Ils sont enfumés, forcément : la législation anti-tabac n’est pas encore passée par là, et on ne trouve pas vraiment d’espace non-fumeur. Il faut donc se résigner à baigner dans les remugles bleutés de la cigarette. Mais finalement, ça a son charme – ah les réveils brumeux et légèrement puants du lendemain matin !

 

Le Gecko, ex-plus petit bar de Prague

Revenons aux bars donc. Il y en a à tous les coins de rue. Il faut oser entrer dans les tavernes à moitié enfouies qui jalonnent la ville (une grande partie de la ville a été surélevée suite à de grandes inondations et de nombreux rez-de-chaussée ont été ainsi transformés en sous-sols).

Il y en a pour tous les goûts des bars d’ailleurs : des branchés, des traditionnels, des bars à thème. Les tchèques aiment sortir, c’est à la fois culturel et historique – pendant les années noires du communisme, se rassembler dans un bar était plus discret que le faire chez soi – et la bière est vraiment bon marché.

 


Dans un coin, le babyfoot – car il y en a toujours un. Soit un modèle français, soit un modèle tchèque.

Précision technique : le babyfoot tchèque présente une balle et des joueurs en plastique, est recouvert d’une plaque de plexiglas et est illuminé.
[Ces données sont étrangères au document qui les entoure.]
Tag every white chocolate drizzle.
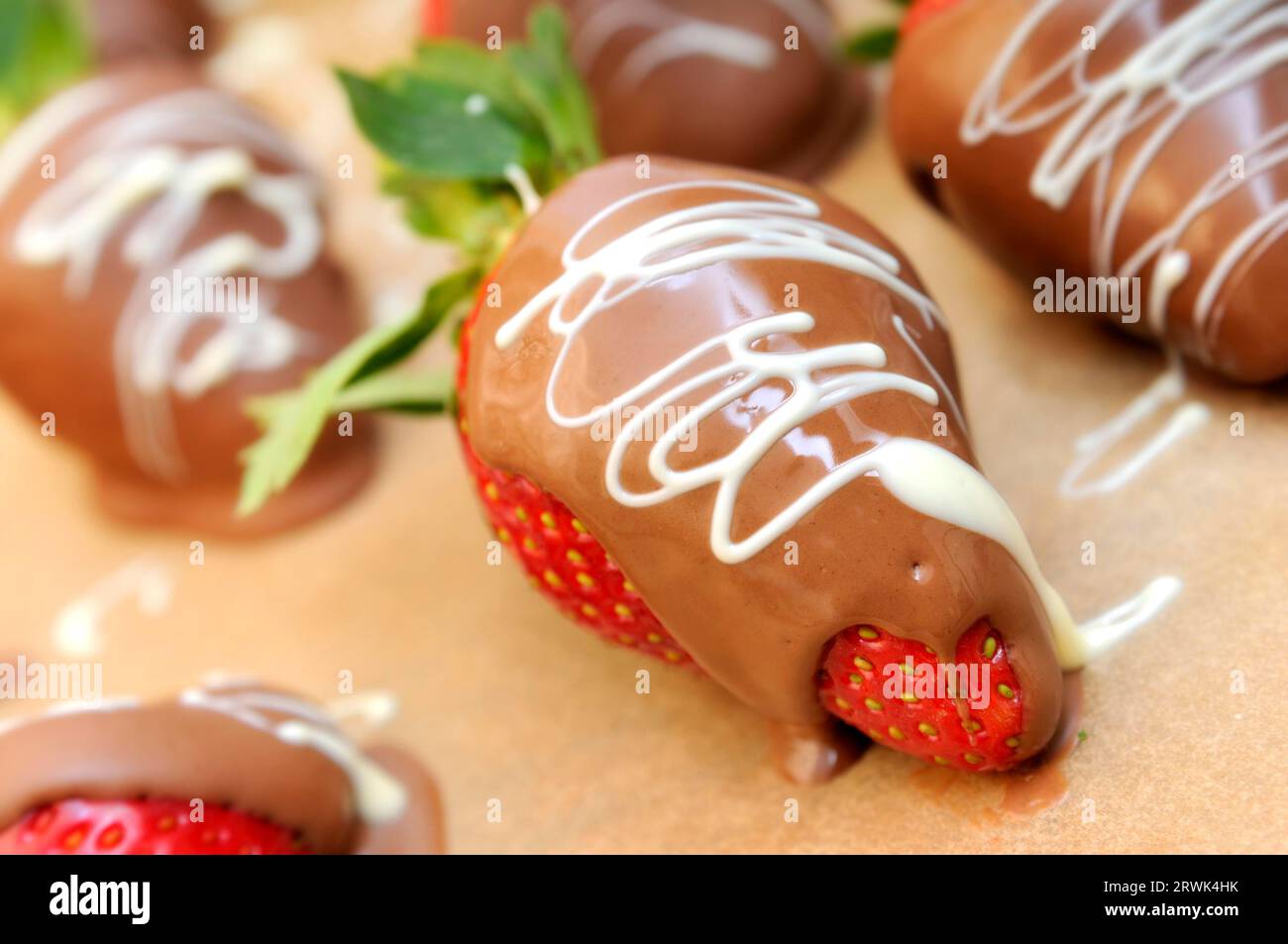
[1060,352,1212,498]
[961,0,1288,360]
[0,78,322,480]
[496,180,1108,669]
[179,682,407,823]
[53,558,174,657]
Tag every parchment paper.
[0,0,1288,853]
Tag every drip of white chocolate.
[0,77,322,480]
[1060,352,1212,498]
[961,0,1288,355]
[179,682,407,823]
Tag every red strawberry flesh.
[0,798,308,855]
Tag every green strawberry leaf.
[338,69,548,180]
[237,267,481,516]
[239,0,600,515]
[0,0,93,136]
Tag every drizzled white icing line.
[496,180,1108,667]
[1081,577,1185,660]
[574,0,778,85]
[179,685,407,823]
[961,0,1288,356]
[1060,352,1212,498]
[505,163,541,216]
[53,558,174,657]
[0,78,322,480]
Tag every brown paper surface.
[0,0,1288,853]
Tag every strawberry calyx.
[818,619,1024,772]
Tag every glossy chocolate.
[0,64,371,533]
[446,0,863,177]
[0,683,443,854]
[890,0,1288,382]
[463,158,1060,765]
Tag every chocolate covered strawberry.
[0,682,442,855]
[0,799,308,855]
[245,3,1082,770]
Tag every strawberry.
[0,798,308,855]
[901,0,961,36]
[818,619,1024,770]
[456,290,697,667]
[456,280,1022,772]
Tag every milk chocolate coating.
[0,64,373,535]
[448,0,864,177]
[463,158,1060,756]
[87,0,214,64]
[890,0,1288,382]
[0,684,442,854]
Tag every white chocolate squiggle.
[574,0,831,86]
[496,180,1113,667]
[1060,353,1212,498]
[961,0,1288,357]
[0,78,322,480]
[179,682,407,823]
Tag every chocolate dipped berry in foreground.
[0,682,443,855]
[890,0,1288,382]
[425,0,864,177]
[460,158,1085,780]
[0,65,371,533]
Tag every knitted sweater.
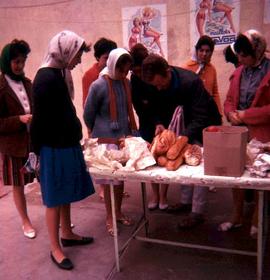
[30,68,82,154]
[83,77,131,138]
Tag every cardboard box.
[203,126,248,177]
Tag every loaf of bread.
[184,145,202,166]
[150,129,176,156]
[166,136,188,160]
[166,152,184,171]
[157,156,168,167]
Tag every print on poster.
[190,0,240,47]
[263,0,270,24]
[122,4,167,57]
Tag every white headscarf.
[40,30,84,99]
[99,48,130,80]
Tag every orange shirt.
[182,60,222,115]
[82,62,100,107]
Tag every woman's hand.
[228,111,244,125]
[155,124,165,135]
[19,114,32,124]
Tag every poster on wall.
[190,0,240,47]
[263,0,270,24]
[122,4,167,58]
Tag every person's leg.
[0,153,7,198]
[218,189,245,231]
[250,192,259,238]
[114,183,124,218]
[178,186,208,229]
[159,184,169,210]
[148,183,159,209]
[192,187,208,215]
[180,185,193,204]
[98,185,104,200]
[13,186,33,232]
[231,189,245,224]
[46,206,65,263]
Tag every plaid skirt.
[2,155,34,187]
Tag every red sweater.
[224,66,270,142]
[82,62,100,107]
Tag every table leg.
[110,183,120,272]
[141,182,149,236]
[257,191,264,280]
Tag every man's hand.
[228,111,244,125]
[19,114,32,124]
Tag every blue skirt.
[40,145,95,207]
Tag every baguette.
[184,145,202,166]
[166,152,184,171]
[166,136,188,160]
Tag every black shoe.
[61,237,94,247]
[166,203,192,214]
[51,252,74,270]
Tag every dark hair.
[115,53,133,71]
[94,38,117,59]
[195,35,215,52]
[223,45,239,67]
[130,43,148,66]
[234,34,256,57]
[9,39,31,60]
[142,54,169,83]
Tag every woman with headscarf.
[219,30,270,237]
[0,39,36,238]
[83,48,138,235]
[31,31,94,269]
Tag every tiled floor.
[0,180,270,280]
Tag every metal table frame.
[90,165,270,280]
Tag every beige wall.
[0,0,270,136]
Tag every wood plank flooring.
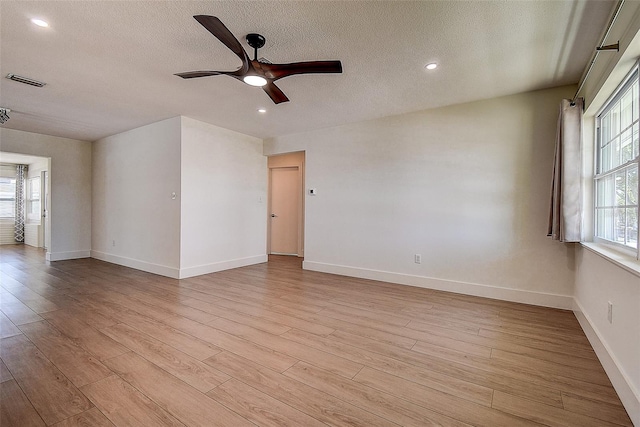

Si ce couvercle empêche tout saut impromptu de la balle hors du jeu (finies les courses-poursuite entre les tables pour récupérer une balle fugueuse), il prévient aussi toute récupération frauduleuse de ladite balle au moment du but. Les connaisseurs apprécieront.

Pas de repêchage donc

Tout autour, la bière coule à flots ou presque. Le côté couleur locale est représenté par les toilettes. Le plus souvent, la porte ne ferme pas à clé, et on peut donc – selon son degré d’alcoolémie – stresser plus ou moins à l’idée d’une ouverture intempestive et malvenue de la porte.

 

Mais élevons un peu le débat voulez-vous ?

Café Louvre et consorts

Il a connu Kafka qui y avait (paraît-il) ses habitudes. Situé sur Narodni Trida, entre le Théâtre National et le Tesco, le Café Louvre étend sa façade blanche et vous invite à la détente. Que ce soit pour un brunch, pour un chocolat chaud ou pour y jouer au billard, il fait bon s’y arrêter quelques instants.

 

L’intérieur exsude une certaine nostalgie, sans doute dûe à la décoration très Art Déco. On peut tranquillement y observer le savant ballet des serveurs, toujours affables – au contraire de leurs homologues des autres restautants. Le grand comptoir central, les lustres d’époque, la vitrine aux pâtisseries, les six grands billards de l’arrière-salle sont autant d’éléments qui ne vous laisseront pas indifférents.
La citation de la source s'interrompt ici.